A related aspect is the contribution that households make to the expenditure on education at all levels. (Households share in the funding of education, but not in the provision of formal education.) Their contribution consists of fees, cost of books and other materials such as uniforms, travel, hostel facilities where applicable, and `donations', voluntary or otherwise. There is also, in many instances, the opportunity cost of earnings that those who go in for education forgo, though this is not taken into account in the figures that follow. It may not be widely known that even where schooling is `free', households incur expenses. A survey by the National Council for Applied Economic Research, conducted in the early 1990s and quoted in one of the chapters, shows that household expenditure per student on free elementary education in rural India was Rs.378, with a high of Rs.842 in Himachal Pradesh and a low of Rs.253 in Orissa. But Sailabala Devi, on the basis of a study of Orissa for the same period, arrives at a high figure of Rs.982 of which Rs.335 went for private tuition. Another set of figures shows that per student direct expenditure on elementary education by households in rural India was substantially different as between government schools and private schools and between aided and unaided private schools. More important, even at Rs.378 per pupil, the amount spent by households as a whole on the schooling of children aged six to 14 is a substantial 30 per cent of the total amount by all financial agencies the government, households and others in the community, including private schools.

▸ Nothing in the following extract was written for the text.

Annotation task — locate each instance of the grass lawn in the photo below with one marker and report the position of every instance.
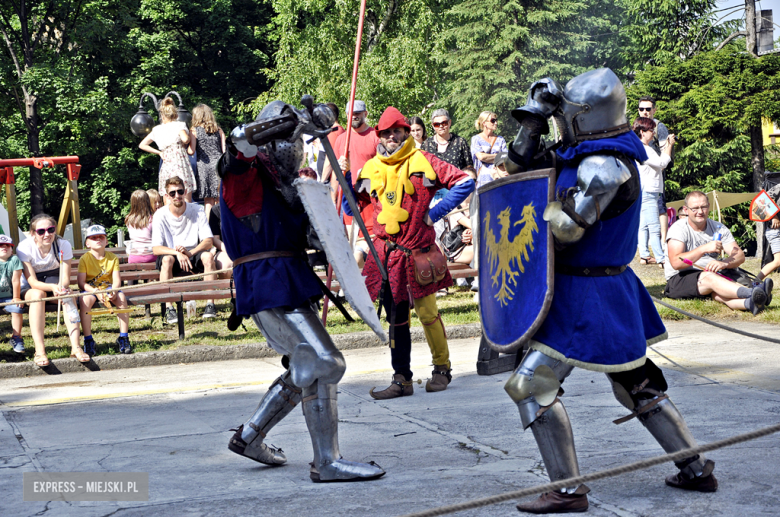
(457, 308)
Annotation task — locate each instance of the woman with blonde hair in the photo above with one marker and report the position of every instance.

Does this contribution of households indicate their willingness and ability to pay, or should it be thought of as "forced commercialisation"of a sort? There are two ways of looking at this question. The first is to note that while for households as a whole the expenditure on schooling constituted 2.6 per cent of income, for the poorest section it is as high as 7.3 per cent. To put it mildly, educating children is a burden for poor households. On the other hand, well-to-do households may be prepared to pay even more than what they are paying now. A sample survey of households in Tamil Nadu showed that for collegiate education, including professional education, households were willing to pay 20 to 40 per cent more than what they were paying if the quality of education would improve.

Perhaps this willingness to pay or the demand factor, has resulted in the recent proliferation of self-financing educational institutions at all levels. One of the weaknesses of the volume is that this phenomenon does not get adequate attention. What is the financial motivation of these institutions that are providers of education? Are they net contributors of funds or is their main objective to make profits in a situation of excess demand? What is and what should be the structure of fees that they levy? How well are their teachers and other employees paid? On financing alone, these questions call for answers.

But on themes that it deals with, the volume provides plenty of information, competent analysis and thought-provoking observations.